There are concerns that it is open to gamesmanship, with teams able to get a competitive advantage by injecting a fresh player into the match.

Melbourne prop Welch backed the introduction of an extra player, similar to what the AFL have brought in with their "medical substitute" rule this season.

But the Queensland representative wants to see the parameters narrowed in the NRL.

"I think it's important that it's kept as a narrow focus, strictly for concussions would be a positive for the game," Welch said on Tuesday morning.

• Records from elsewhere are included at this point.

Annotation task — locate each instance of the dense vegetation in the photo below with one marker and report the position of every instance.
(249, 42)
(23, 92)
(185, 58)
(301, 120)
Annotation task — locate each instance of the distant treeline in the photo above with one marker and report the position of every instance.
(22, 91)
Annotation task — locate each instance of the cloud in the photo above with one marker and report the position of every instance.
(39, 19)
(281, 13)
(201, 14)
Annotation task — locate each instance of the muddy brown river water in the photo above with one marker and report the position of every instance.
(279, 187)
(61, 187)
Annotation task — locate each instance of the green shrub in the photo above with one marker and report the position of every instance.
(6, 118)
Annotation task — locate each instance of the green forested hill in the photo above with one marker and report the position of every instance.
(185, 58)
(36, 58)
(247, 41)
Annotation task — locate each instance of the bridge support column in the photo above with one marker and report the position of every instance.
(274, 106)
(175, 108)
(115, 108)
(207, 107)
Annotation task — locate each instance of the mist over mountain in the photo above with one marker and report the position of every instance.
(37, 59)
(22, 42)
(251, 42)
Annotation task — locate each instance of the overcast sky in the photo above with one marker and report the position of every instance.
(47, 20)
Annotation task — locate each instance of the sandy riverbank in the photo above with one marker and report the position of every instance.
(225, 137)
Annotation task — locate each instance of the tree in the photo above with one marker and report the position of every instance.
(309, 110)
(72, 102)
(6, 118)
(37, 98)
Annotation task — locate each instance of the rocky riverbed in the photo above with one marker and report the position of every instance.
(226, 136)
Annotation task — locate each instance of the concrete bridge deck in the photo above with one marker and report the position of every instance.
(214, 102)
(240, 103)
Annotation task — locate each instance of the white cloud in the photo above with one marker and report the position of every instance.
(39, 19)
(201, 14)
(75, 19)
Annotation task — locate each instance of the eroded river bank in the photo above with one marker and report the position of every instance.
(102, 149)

"If you open it up to just injuries in general as the AFL has done, it could be abused.

"It's such a fatiguing game these days with the new rules that if you are down to one or two on the bench through a concussion, where you're looking after the long-term health of the player I don't think you should be penalised for that."

Welch's solution to save game's integrity

While the AFL have this season also introduced a mandatory 12-day stand-down policy for players who have suffered concussion, NRL players who fail a HIA are able to play the following match if they are cleared by an independent doctor.

Welch says players being automatically ruled out could stop the sub being used as a tactical ploy.

"It might be something to protect the integrity of the rule that if you do get subbed off with a concussion that you have to miss the following week," Welch said.

NRL boss Andrew Abdo earlier this year ruled out a mandatory period with concerns coaches or players could be deterred from declaring a concussion if it meant they would definitely miss the following match.